Aan het eind van de 19e eeuw werd haar coloratuur met een omvang van drie octaven gezien als de opvolger van de fabuleuze stem van "de Zweedse nachtegaal" Jenny Lind. In de pers werd Sigrid Arnoldson hoopvol "de nieuwe Zweedse nachtegaal" genoemd, maar haar stem was zwakker.[1][2]

Tussen 1906 en 1910 maakte Arnoldson plaatopnamen voor Deutsche Grammophon.

Zij debuteerde in 1885 in Praag als Rosina in Gioachino Rossini's De barbier van Sevilla. Franz Liszt voorspelde haar een "grote toekomst"[3] en Rosina werd haar lievelingsrol. In 1886 trad zij in deze rol op in Moskou. Het Londense debuut volgde in 1887. Zij won de harten van het publiek, niet in het minst door haar bevallige toneelspel.[4][5]

Afgezien van een slecht ontvangen Zerlina in Don Giovanni in 1887[6] verliep haar carrière voorspoedig.

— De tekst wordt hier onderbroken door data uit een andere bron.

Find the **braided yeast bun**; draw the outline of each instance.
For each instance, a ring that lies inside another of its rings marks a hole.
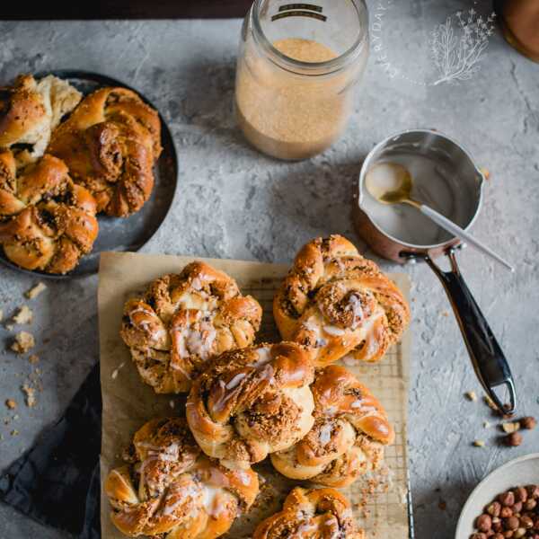
[[[349,501],[334,489],[293,489],[282,511],[257,526],[252,539],[366,539]]]
[[[30,144],[46,119],[45,104],[33,76],[22,75],[11,86],[0,87],[0,146]]]
[[[301,249],[275,296],[273,314],[283,339],[315,349],[319,367],[349,353],[378,361],[410,321],[399,288],[340,235]]]
[[[212,356],[252,344],[261,316],[232,278],[196,261],[128,301],[120,334],[155,393],[181,393]]]
[[[10,86],[0,88],[0,147],[31,146],[16,152],[19,165],[43,155],[50,133],[62,117],[75,109],[82,94],[56,76],[39,82],[31,75],[19,75]]]
[[[370,391],[337,365],[317,371],[311,390],[314,425],[297,444],[271,455],[274,467],[292,479],[337,488],[379,469],[394,431]]]
[[[247,468],[310,430],[314,375],[308,351],[293,342],[222,354],[193,382],[189,427],[208,456]]]
[[[26,270],[66,273],[97,237],[95,200],[73,183],[66,163],[45,155],[19,173],[11,150],[0,151],[0,243]]]
[[[131,537],[218,537],[259,490],[252,470],[227,470],[201,455],[182,418],[144,425],[125,459],[104,489],[113,524]]]
[[[55,129],[48,152],[63,159],[74,180],[93,194],[98,211],[127,216],[154,188],[159,116],[131,90],[102,88]]]

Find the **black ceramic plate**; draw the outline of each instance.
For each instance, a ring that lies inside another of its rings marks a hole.
[[[36,78],[47,75],[54,75],[59,78],[69,81],[79,92],[84,95],[102,88],[103,86],[123,86],[134,90],[149,105],[154,107],[150,101],[146,99],[140,92],[131,88],[124,83],[87,71],[51,71],[38,73]],[[155,107],[154,107],[155,109]],[[0,248],[0,261],[17,271],[30,274],[38,274],[49,278],[71,278],[84,277],[96,273],[99,267],[99,255],[102,251],[138,251],[157,232],[172,205],[176,184],[178,182],[178,158],[172,136],[163,116],[161,119],[161,144],[163,152],[154,167],[155,183],[152,196],[144,205],[142,209],[128,217],[110,217],[98,216],[99,235],[92,252],[81,259],[78,266],[66,275],[51,275],[42,271],[30,271],[19,268],[11,262]]]

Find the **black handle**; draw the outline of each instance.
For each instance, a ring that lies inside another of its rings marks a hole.
[[[517,396],[508,360],[461,275],[455,249],[449,248],[446,255],[451,261],[451,271],[442,271],[429,255],[425,260],[446,288],[479,381],[500,412],[513,413]],[[503,403],[494,392],[501,385],[508,390],[508,403]]]

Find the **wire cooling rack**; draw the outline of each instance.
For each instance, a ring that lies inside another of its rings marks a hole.
[[[238,279],[243,294],[254,296],[263,310],[260,341],[275,342],[279,340],[273,321],[272,301],[283,276],[261,276],[257,280]],[[410,284],[404,274],[389,276],[409,296]],[[348,358],[339,363],[353,372],[384,406],[395,429],[395,442],[385,448],[385,466],[376,475],[358,480],[343,492],[352,502],[354,515],[368,539],[413,539],[413,519],[407,462],[407,405],[410,367],[410,335],[408,331],[401,342],[393,347],[385,357],[375,365],[357,365]],[[256,466],[255,466],[256,468]],[[227,537],[249,536],[249,530],[257,521],[278,510],[287,493],[295,482],[285,480],[266,463],[257,471],[266,480],[266,497],[261,507],[249,517],[241,519]],[[261,504],[259,504],[260,506]],[[251,526],[249,524],[251,523]],[[240,533],[242,532],[242,533]],[[247,533],[247,535],[244,535]]]

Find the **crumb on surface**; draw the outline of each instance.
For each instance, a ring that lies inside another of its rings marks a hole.
[[[493,410],[494,411],[498,411],[498,408],[496,406],[496,404],[494,404],[494,401],[492,401],[492,399],[490,399],[490,397],[489,397],[489,395],[485,395],[483,397],[483,400],[486,403],[486,405],[490,409]]]
[[[473,402],[477,401],[477,394],[474,391],[467,391],[464,394],[466,395],[466,399],[468,399],[468,401],[473,401]]]
[[[26,395],[26,406],[33,408],[36,405],[36,390],[33,387],[24,384],[21,391]]]
[[[518,421],[507,421],[501,424],[501,429],[507,434],[511,434],[520,429],[520,423]]]
[[[25,354],[36,345],[33,335],[28,331],[21,331],[15,335],[15,340],[11,349],[17,354]]]
[[[10,410],[14,410],[15,408],[17,408],[17,403],[13,399],[6,399],[5,405]]]
[[[19,307],[17,314],[13,316],[15,323],[31,323],[33,313],[28,305]]]
[[[35,297],[40,296],[40,294],[41,294],[41,292],[43,292],[43,290],[45,290],[46,288],[47,288],[47,285],[45,285],[44,283],[40,281],[37,285],[33,286],[30,290],[26,291],[24,293],[24,296],[26,297],[28,297],[28,299],[34,299]]]

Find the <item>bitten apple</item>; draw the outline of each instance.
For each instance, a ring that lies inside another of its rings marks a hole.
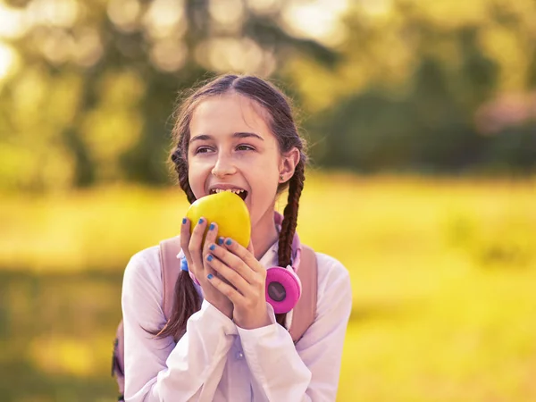
[[[218,237],[231,238],[247,247],[251,237],[251,221],[249,211],[244,200],[231,191],[222,191],[203,197],[194,202],[186,213],[189,219],[190,233],[203,217],[208,223],[218,225]],[[206,232],[203,237],[205,238]]]

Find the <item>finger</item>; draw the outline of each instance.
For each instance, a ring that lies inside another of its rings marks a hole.
[[[244,261],[239,256],[235,255],[226,248],[221,246],[217,246],[212,243],[209,247],[209,251],[218,258],[221,262],[225,264],[230,269],[238,272],[247,283],[255,283],[255,273]]]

Ze werd door het Royal Opera House in Covent Garden geëngageerd. In 1890 gaf ze in Amerika 60 concerten voor 250.000 Zwitserse frank.

In 1910 werd Sigrid Arnoldson gekozen als lid van de Koninklijke Zweedse Academie voor Muziek. In 1914 ontving ze de Orde voor Kunst en Wetenschap van Mecklenburg-Strelitz in Goud. In 1911 beëindigde ze haar zangcarrière en werd ze lerares in Wenen. In 1938 trok ze zich in Stockholm terug, waar ze tot haar dood in 1943 bleef lesgeven.